Evaluating Variations in Corporate Environmental Performance
Funding body: HBOS plc (Insight Investment), Higher Education Innovations Fund, LSE, Leeds University
Amount: £80,000
Duration: 2003 on
Summary
This project, which was initially funded by Insight Investment and the LSE Higher Education Innovations Fund, has sought to evaluate the influence of corporate environmental policies and procedures on emissions and on local communities. It therefore relates closely to debates on corporate social responsibility, business and the environment, environmental policy and regulation and environmental justice. Finding that corporate environmental reports very rarely provide information that can be used to compare the environmental performance of different corporations or different industrial sites, the research has used information provided through government registers (such as the US Toxic Releases Inventory or the EU Polluting Emissions Register) to evaluate variations in corporate environmental performance. Using oil refineries as an example, early research found that there are significant variations in emissions of some key pollutants both across the range of refineries, with dirtier refineries tending to emit at least five times as much as cleaner refineries, and between the EU and the US, with refineries in the EU tending to emit more than twice as much as refineries in the US. At the local level, early research also found that there are correlations between higher levels of emissions from refineries and lower levels of income, employment and population density in the communities living next to the refineries.
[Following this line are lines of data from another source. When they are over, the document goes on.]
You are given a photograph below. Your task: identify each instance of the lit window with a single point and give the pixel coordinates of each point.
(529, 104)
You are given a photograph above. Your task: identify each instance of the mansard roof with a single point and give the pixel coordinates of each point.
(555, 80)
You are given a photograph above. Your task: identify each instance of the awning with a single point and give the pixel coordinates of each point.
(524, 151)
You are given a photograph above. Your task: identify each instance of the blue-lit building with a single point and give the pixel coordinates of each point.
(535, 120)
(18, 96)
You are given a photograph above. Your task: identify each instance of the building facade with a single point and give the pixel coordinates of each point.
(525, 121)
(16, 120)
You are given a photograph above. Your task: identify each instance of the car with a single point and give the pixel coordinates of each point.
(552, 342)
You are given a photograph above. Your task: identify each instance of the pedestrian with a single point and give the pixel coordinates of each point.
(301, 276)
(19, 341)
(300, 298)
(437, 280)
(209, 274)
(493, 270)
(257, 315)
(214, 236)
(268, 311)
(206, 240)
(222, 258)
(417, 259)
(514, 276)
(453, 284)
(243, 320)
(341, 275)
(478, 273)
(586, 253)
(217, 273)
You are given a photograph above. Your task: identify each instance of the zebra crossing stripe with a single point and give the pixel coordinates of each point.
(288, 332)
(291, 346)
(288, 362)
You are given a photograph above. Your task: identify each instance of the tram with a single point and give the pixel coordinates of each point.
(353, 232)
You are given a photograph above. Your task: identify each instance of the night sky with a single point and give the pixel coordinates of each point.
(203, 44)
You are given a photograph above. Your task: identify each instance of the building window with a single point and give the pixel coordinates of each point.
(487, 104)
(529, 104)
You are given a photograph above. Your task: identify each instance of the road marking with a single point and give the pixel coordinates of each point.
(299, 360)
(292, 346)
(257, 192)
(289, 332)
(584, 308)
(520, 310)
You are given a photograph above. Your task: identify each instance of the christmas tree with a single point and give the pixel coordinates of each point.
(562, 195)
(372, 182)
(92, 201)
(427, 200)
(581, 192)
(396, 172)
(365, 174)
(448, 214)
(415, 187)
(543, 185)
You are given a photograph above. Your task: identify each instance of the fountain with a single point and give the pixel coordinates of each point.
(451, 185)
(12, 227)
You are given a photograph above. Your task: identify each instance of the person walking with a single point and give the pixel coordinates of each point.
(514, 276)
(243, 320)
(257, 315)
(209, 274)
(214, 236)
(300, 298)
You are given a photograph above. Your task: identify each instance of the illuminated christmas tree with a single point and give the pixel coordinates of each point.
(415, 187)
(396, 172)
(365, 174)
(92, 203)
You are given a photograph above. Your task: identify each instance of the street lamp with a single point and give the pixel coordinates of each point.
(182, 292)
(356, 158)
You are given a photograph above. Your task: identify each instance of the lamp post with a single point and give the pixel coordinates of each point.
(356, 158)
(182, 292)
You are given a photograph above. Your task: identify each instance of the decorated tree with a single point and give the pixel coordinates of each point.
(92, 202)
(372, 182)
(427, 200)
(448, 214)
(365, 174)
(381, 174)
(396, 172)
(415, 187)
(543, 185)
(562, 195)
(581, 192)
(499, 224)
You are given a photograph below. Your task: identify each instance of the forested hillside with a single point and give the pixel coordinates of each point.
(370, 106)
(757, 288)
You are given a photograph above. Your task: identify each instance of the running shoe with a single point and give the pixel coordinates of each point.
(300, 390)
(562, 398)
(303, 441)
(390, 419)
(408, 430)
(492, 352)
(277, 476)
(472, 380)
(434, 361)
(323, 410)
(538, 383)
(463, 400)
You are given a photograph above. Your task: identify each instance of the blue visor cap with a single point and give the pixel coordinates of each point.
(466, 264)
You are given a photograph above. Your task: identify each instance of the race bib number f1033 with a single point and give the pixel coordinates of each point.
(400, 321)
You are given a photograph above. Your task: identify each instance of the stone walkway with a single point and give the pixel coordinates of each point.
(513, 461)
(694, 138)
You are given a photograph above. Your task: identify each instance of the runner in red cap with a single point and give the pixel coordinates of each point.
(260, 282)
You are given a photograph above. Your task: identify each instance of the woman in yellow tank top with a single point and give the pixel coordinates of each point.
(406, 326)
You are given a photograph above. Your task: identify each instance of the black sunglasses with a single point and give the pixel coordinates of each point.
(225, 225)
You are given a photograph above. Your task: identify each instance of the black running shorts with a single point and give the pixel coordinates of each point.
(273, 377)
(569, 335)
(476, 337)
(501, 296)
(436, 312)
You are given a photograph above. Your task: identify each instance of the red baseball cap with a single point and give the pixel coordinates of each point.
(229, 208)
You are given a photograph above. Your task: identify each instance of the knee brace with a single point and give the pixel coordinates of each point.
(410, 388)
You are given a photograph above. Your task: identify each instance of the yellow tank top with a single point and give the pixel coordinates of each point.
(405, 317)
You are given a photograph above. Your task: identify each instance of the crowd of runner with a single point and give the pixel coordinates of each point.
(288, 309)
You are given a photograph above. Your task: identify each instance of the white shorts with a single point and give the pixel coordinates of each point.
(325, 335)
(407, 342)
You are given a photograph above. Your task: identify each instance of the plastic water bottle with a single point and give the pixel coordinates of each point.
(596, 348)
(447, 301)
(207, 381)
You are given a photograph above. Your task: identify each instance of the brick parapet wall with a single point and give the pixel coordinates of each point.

Although these findings provide support for some of the contentions of the 'Environmental Justice' movement, it is important to note that they do not say anything about causality, and as a result we cannot say definitively that companies adopt lower standards in poorer areas. However, on-going research is up-dating the analysis and looking at the range of factors that are leading to changes in corporate environmental performance and to any links between higher emissions and higher levels of social deprivation in local communities.